The University of Manchester has used data-driven methods extensively to elucidate structure and function in complex systems, leading, for example, to a complete description of the human metabolic network.


Focusing on advanced quantitative approaches to specific biotechnology challenges at the interface between medicine and biology and the physical sciences, engineering, mathematics and computation the MIB enjoys a unique pluralistic and open research culture that is supported by world-class infrastructure. The establishment of multi-skilled interdisciplinary teams with critical mass generates unique capabilities that cannot be realised through virtual associations between PIs or research units to develop regional, national and international partnerships in biotechnology research.
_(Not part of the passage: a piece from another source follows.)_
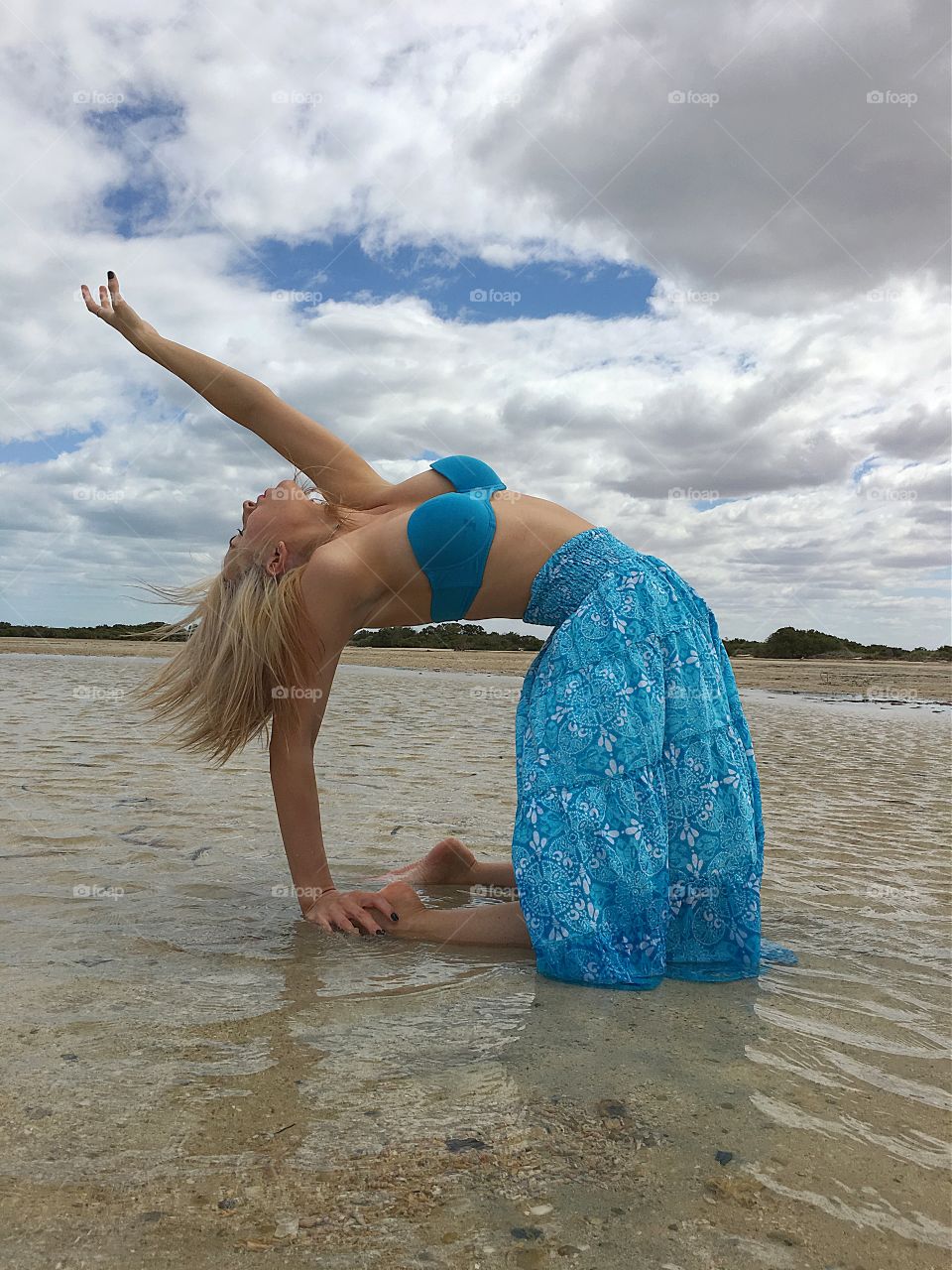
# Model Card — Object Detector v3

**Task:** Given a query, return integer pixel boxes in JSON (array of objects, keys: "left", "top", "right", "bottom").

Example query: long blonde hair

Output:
[{"left": 136, "top": 479, "right": 353, "bottom": 766}]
Bioanalytical Sciences Group

Most of their bioanalytical projects are at the interface between postgenomic biological systems, quantitative analytical chemistry and machine learning, with a special emphasis on evolutionary computing and systems biology. They have particular interests in chemical genomics, network biology and e-science. Other areas include pharmaceutical drug transporters, iron as a major cause of disease, and synthetic biotechnology.

Lead Researcher:

Professor Douglas Kell

His interests are focused on the development and application of novel analytical methods to the solution of complex biological problems. Such methods are both experimental and computational, with the majority of the group's activities being 'dry'. His recent research has involved implementing a non-deterministic universal Turing machine using DNA. The work demonstrated that the design works using both computational modelling and in vitro molecular biology experimentation.

He has been a pioneer in many areas of computational biology and experimental metabolomics, including the use of evolutionary, closed-loop methods for optimisation. He also contributed to the discovery of the first bacterial cytokine, currently on trial as part of a vaccine against tuberculosis.

Manchester Centre for Integrative Systems Biology (MCISB)

The Manchester Centre for Integrative Systems Biology (MCISB) at the University of Manchester is funded by the BBSRC and EPSRC to pioneer the development of new experimental and computational technologies in Systems Biology, and their exploitation. The MCISB is intended to provide a hub for cutting-edge systems biology research in the Manchester area, acting as a focal point for the creation of the necessary ideas and infrastructure, and for establishing new methods and routines. The MCISB is located within the Manchester Institute of Biotechnology.

Lead Researcher:

Professor Hans Westerhoff

Hans is the Director of the MCISB and holds the AstraZeneca Chair for Systems Biology at the University. His research interests include integrated experimental and computational systems biology of microorganisms; carbon, nitrogen and energy metabolism; metabolic maps; the systems biology of cancer, multifactorial disease and innate immunity; signal transduction; integral regulation of cell function; the silicon human; and personalized (n=1) medicine. More generally, Westerhoff studies how biological functions emerge in the complex interactions between the components of living systems. He has shown how this requires an integration of modelling, theory, and precise experimentation, and an engagement of diverse scientific disciplines from biochemistry and medicine to physics and philosophy.

Other Researchers within Manchester Institute of Biotechnology:

Professor Rainer Breitling

Rainer uses computational approaches to understand complex biological systems, ranging from microbes to man. He explors the application of bioinformatics and systems biology techniques to the engineering of “designer microbes”, and using metabolomics and transcriptomics in the diagnosis and debugging of the organisms created by synthetic biology approaches. Two main strategies dominates his work: on the one hand, he develops methods to interpret “molecular profiles”, e.g. the global patterns of gene expression or the abundance of small molecules (metabolites) in biological samples. On the other hand, he develops quantitative models to describe and predict the behaviour of cells, e.g. after drug treatment or genetic manipulation.